Welsh farmer who received a £1.3m payout has it slashed to £500,000

A Welsh farmer who received a £1.3m payout for working on her parent's farm on "meagre wages" has seen her payout drastically cut to £500,000.

Senior judges in London ruled that amount was too much.

Eirian Davies, 47, from Carmarthenshire, looked after the cows on Henllan Farm in Whitland while her two sisters were out having fun at the local Young Farmers' Club.

Her parents, Tegwyn and Mary Davies, told her she would inherit most of the farm as recompense, but changed their will to put it in the trust of all three sisters equally.

Her parents refused to accept a court ruling last year that she was entitled to a £1.3m share in the farm and pursued the case to the Court of Appeal.

That court has now ruled that this sum was too generous and has reduced the compensation entitlement to £500,000.

It has also told Miss Davies she has 12 months to leave a farmhouse owned by the family.

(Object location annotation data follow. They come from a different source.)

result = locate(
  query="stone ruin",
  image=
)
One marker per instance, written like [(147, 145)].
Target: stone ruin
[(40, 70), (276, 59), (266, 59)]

It began with an altercation in the milk parlour in 2012 when Mr and Mrs Davies tried, but failed, to evict their daughter from Henllan Farmhouse.

Miss Davies sued her parents, claiming they promised her the lion's share of the 182-acre dairy farm on which she had spent 25 years milking cows.

She told the court she missed out on going to Young Farmers' Club dances with two sisters as a teenager because she had to "stay home with a muck fork".

The legal costs of the case are expected to come to a high six-figure sum, further depleting the family fortune.